Goerlitz, on the border between Germany and Poland
Credit: Nikolai Schmidt/nikolaischmidt.de
Over Christmas, a number of Polish families living in Britain received giftboxes from a small town in eastern Germany.
The boxes contained traditional Polish dried mushrooms and Christmas cake. Full page advertisements ran in British newspapers inviting Poles to move to the town, under the slogan: "Welcome home. The best of both worlds."
It’s all part of a campaign to entice Polish people disillusioned by Brexit to leave the UK. Görlitz, one of the best preserved historic towns in Germany, is better known as the backdrop to films such as The Monuments Men and Grand Hotel Budapest.
It’s a small place, and you might think it would have trouble competing with better known cities such as Berlin and Munich. But the Görlitz authorities believe their town has a unique selling point for Poles fleeing Brexit.
Modern Görlitz is really two towns. It was divided by the peace settlement at the end of the Second World War. Görlitz, on the German side of the border, has the historic town centre and tourist sites. Zgorzelece, on the Polish side, is a little rougher around the edges, dominated by communist era concrete high-rises.

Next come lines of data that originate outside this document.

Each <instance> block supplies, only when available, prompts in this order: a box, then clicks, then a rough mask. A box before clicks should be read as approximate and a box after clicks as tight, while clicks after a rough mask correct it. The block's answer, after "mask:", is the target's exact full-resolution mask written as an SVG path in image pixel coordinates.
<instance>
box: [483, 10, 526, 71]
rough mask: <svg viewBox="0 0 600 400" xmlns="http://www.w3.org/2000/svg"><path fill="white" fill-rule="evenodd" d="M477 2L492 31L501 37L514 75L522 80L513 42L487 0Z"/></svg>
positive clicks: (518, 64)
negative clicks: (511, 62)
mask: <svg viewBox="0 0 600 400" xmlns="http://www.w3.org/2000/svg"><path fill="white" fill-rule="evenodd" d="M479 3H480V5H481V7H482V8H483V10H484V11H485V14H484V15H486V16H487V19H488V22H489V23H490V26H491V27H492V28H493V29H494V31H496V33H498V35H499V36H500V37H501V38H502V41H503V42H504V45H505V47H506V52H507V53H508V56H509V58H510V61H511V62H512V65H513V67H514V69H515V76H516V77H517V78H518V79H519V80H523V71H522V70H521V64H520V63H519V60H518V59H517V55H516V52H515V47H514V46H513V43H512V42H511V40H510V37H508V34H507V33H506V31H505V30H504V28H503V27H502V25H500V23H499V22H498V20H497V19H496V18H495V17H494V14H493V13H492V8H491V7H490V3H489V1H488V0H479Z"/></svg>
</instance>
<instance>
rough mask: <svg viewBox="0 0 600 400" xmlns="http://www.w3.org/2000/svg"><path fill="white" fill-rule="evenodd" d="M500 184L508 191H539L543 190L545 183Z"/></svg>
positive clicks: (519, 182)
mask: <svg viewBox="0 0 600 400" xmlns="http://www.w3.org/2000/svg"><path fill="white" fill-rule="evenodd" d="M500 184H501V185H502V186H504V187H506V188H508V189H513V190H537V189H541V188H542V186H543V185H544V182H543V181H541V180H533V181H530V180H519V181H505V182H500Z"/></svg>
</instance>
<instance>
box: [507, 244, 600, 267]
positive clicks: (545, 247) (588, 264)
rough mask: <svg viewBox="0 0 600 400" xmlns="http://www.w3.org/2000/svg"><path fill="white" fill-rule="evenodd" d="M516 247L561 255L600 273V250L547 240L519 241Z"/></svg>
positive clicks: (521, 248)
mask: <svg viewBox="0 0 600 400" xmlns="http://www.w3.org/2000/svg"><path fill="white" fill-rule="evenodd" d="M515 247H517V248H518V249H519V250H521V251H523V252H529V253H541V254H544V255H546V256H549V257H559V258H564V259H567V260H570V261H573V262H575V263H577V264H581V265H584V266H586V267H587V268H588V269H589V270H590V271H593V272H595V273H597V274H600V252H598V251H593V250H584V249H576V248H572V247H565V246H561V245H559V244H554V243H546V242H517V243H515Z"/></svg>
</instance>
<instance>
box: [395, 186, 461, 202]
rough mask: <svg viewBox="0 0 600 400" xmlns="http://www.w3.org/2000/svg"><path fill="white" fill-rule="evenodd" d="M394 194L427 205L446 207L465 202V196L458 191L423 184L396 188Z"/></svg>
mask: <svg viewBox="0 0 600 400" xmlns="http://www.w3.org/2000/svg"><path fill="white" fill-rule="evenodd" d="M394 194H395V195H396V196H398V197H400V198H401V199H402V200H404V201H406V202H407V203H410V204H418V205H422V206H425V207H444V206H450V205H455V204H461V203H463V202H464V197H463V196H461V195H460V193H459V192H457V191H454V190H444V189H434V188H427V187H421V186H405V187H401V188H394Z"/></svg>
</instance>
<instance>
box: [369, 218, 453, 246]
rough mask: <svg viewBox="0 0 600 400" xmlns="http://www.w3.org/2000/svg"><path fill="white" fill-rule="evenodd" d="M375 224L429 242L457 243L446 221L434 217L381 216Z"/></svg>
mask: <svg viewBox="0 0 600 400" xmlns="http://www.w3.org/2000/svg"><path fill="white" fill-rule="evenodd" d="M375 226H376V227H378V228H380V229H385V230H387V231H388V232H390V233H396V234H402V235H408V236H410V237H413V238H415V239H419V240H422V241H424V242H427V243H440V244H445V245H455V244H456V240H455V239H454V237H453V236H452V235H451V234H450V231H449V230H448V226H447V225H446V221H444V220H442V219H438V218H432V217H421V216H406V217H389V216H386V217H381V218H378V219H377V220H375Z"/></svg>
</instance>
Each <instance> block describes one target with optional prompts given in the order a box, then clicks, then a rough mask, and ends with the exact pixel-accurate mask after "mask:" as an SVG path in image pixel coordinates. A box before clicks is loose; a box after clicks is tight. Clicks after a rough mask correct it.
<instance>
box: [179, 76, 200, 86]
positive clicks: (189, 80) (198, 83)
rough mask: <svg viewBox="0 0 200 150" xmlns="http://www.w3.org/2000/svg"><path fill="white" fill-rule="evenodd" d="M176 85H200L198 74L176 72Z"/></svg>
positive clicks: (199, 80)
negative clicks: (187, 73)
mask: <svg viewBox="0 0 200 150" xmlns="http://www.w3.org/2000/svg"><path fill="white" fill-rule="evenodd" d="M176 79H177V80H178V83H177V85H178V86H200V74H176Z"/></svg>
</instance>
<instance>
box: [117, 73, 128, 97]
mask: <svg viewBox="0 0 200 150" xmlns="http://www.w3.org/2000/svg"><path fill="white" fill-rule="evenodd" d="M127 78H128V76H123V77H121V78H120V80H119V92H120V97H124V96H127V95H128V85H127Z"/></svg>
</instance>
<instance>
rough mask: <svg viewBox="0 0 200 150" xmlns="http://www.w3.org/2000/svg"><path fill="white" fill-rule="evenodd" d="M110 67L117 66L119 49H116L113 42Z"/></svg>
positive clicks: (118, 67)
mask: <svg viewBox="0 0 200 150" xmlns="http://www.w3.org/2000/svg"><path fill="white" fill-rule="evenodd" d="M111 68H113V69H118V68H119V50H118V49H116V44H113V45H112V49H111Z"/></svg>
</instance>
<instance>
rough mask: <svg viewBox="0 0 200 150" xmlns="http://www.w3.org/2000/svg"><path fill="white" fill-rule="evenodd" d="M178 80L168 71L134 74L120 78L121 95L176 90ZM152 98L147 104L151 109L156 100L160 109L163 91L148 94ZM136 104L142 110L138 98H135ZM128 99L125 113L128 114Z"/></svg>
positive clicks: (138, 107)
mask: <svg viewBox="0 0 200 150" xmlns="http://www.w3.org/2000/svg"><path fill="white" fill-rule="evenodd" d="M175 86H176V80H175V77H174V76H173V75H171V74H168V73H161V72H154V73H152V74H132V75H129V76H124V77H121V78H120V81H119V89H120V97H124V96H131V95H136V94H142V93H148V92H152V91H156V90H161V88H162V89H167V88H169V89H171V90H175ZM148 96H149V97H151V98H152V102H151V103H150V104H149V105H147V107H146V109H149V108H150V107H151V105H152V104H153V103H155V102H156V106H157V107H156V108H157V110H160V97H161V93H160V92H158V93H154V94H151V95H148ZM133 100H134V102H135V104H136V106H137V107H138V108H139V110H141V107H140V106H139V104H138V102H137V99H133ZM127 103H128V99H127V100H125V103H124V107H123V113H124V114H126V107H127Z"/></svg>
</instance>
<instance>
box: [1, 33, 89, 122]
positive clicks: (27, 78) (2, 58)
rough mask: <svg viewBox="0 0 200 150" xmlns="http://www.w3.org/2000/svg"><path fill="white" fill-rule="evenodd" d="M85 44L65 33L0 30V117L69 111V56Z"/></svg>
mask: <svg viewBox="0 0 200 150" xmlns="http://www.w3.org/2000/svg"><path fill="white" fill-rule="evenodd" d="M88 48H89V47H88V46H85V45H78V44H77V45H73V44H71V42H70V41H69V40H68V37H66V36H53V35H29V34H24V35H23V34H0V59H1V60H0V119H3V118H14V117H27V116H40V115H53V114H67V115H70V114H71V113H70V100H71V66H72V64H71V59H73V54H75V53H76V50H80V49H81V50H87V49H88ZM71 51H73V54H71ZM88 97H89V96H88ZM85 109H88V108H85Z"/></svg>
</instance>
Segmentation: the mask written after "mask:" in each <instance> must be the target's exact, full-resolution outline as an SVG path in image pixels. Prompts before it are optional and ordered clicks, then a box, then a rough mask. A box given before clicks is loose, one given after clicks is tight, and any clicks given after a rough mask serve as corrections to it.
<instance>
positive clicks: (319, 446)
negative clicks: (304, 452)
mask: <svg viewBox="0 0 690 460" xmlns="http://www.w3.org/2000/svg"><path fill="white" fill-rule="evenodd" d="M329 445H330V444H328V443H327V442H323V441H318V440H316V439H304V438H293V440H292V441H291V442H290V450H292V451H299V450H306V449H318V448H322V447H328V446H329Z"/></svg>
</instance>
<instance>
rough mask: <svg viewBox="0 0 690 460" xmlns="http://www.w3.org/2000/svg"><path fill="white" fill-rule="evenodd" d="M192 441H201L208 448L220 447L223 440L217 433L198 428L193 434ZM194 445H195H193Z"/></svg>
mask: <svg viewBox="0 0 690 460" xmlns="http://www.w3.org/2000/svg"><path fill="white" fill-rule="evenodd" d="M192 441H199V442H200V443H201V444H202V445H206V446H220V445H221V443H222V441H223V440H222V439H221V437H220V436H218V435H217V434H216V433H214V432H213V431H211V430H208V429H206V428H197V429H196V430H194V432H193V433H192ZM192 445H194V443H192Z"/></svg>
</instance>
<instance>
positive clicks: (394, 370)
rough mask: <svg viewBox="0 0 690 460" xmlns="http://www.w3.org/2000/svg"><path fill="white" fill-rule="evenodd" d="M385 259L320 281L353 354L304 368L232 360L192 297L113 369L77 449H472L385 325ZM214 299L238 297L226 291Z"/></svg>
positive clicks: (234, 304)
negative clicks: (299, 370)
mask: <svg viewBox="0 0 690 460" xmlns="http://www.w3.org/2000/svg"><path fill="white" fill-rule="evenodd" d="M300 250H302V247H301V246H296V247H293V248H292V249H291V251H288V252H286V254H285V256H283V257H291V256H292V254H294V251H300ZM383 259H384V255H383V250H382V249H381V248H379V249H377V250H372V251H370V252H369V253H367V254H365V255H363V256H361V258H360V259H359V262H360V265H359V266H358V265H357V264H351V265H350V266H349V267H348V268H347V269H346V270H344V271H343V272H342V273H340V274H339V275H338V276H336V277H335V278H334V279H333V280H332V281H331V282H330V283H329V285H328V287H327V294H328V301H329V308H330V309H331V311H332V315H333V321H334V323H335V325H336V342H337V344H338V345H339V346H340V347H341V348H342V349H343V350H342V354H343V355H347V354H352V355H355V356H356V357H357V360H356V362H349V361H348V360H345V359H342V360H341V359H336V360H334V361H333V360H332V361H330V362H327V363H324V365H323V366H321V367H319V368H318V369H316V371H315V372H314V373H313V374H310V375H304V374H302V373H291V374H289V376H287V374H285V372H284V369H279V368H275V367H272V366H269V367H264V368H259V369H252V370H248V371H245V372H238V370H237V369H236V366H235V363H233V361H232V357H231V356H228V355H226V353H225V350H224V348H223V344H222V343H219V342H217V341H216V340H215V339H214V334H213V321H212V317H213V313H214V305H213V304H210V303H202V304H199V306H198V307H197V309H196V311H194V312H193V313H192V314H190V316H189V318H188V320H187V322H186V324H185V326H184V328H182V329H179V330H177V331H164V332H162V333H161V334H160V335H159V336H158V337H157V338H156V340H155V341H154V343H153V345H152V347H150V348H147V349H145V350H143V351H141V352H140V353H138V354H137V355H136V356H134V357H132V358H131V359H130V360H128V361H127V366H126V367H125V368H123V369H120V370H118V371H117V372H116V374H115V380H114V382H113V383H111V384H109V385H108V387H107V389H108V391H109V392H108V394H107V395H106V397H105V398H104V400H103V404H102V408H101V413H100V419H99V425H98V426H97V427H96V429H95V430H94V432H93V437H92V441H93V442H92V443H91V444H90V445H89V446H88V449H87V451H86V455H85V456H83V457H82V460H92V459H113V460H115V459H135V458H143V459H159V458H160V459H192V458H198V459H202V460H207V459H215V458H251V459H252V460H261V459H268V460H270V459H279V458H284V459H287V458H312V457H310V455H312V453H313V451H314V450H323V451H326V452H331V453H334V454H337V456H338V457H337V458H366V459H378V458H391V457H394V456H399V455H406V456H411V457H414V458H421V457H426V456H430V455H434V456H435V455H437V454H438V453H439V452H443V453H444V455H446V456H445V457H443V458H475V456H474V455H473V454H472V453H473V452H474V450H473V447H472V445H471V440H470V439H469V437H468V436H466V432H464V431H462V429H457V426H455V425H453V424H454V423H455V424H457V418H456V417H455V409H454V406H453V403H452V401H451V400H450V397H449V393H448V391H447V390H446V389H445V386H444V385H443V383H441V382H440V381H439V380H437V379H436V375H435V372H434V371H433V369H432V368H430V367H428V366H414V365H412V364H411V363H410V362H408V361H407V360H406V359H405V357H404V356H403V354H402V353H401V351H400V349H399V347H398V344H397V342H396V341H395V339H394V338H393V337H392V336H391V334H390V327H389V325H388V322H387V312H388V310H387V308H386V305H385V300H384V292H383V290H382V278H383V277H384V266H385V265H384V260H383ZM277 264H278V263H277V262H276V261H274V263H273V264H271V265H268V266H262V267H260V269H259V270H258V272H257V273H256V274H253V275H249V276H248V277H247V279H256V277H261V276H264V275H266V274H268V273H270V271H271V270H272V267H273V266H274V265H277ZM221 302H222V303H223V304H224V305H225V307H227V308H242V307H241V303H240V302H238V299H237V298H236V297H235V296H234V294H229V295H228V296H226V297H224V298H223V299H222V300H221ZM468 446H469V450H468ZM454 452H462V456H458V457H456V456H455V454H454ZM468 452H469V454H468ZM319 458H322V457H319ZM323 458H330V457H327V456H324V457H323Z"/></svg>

During the Cold War, the border was sealed and the two towns were cut off from each other. All you could see of the other side was the view across the Neisse river. But that all changed with the fall of communism. Today people regularly commute across the pedestrian bridge that spans the border.
“Polish people can move here and have the opportunity to work in a major European economy like Germany, and still have Polish food and the company of Polish friends,” says Andrea Behr, the general manager of Europastadt Görlitz-Zgorzelec, the two towns’ joint development company.
Anna and Bartek Truch and their two daughters are among the first to make the move
Credit: Paul Glaser
Like many towns in former communist eastern Germany, Görlitz has a falling population as young people move west in search of work, and needs to attract newcomers.
One family to take the plunge are the Truchs, who lived in Sheffield for 13 years before deciding to move to Görlitz last year.
“We’d been thinking about moving back to Poland for some time, but it was when my husband Bartek lost his job because of Brexit that we made up our minds,” says Anna Truch.
The couple moved to the UK in 2007 in hope of a better economic future. They had no hope of ever buying their own home on their income in Poland. They prospered in the UK, where Ms Truch worked in a retirement home and her husband became a salesman.
But that dream began to founder as Mr Truch’s company started making cutbacks amid Brexit uncertainty.
“The attraction of Görlitz is that we can look for jobs in Germany, but my children can go to a Polish school,” says Ms Truch. Her two daughters, Amelia and Blanka, were born in the UK and it is “really their home,” she says. But in Görlitz they are closer to relatives.
They are one of a handful of families to make the move so far. But the Görlitz authorities are hoping they will be the first of many.